In memory of Willie Pondexter Jr.


"Willie Pondexter Jr was pronounced dead at 6:18pm on March 3, 2009."

Questo è quello che appare sul suo myspace ( è uno dei nostri contatti sul myspace di Carlo), aggiornato presumibilmente dalla moglie. Non era un santo, questo no, ma era innocente per il crimine per il quale si trovava nel braccio della morte. Prima mi son svegliata, erano le 4 e 30 e non riuscivo a riaddormentarmi.

MI veniva da pensare: "speriamo che l'abbia sfangata", così a ripetizione. E dopo aver combattuto una mezzora con questo pensiero ho acceso i computer per vedere.
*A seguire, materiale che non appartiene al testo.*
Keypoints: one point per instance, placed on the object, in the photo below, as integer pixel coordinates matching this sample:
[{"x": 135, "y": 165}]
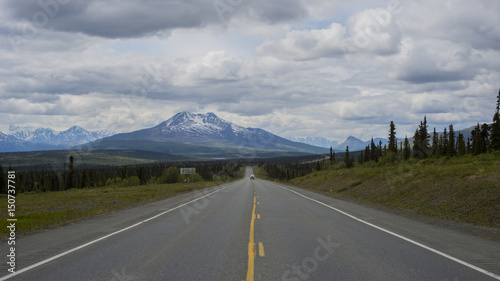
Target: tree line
[
  {"x": 69, "y": 176},
  {"x": 484, "y": 138}
]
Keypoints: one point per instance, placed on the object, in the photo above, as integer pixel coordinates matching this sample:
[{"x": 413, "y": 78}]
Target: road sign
[{"x": 188, "y": 171}]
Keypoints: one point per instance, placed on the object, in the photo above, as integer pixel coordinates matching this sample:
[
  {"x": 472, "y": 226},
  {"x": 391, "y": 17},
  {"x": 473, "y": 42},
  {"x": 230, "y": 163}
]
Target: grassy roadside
[
  {"x": 462, "y": 189},
  {"x": 39, "y": 211}
]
I giornali ancora non hanno parlato di questa morte, il sito del death row ancora non ha registrato il suo ennesimo omicidio legalizzato.Io non sono una innocentista a prescindere. Ma vorrei che in prigione ci fosse solo chi realmente deve pagare per un determinato crimine.

L'esperienza insegna che chi non ha niente da nascondere, la sua innocenza la urla, Così come faceva Willie.Così come fa Carlo e almeno un milione di persone innocenti rinchiuse in America.

Questa sera lo stato del Texas ha
confermato la sua pochezza umana, e con lei tutti i giudici, il governatore, i cittadini che ancora reclamano la pena di morte.

Sempre su myspace appare una frase, di Willie, che presumo abbia detto ieri, prima di essere ucciso: " IT IS WELL WITH MY SOUL. I'LL SLEEP WITH THE ANGEL". Ecco l'ennesima vittima della barbarie umana. L'ennesima vittima innocente.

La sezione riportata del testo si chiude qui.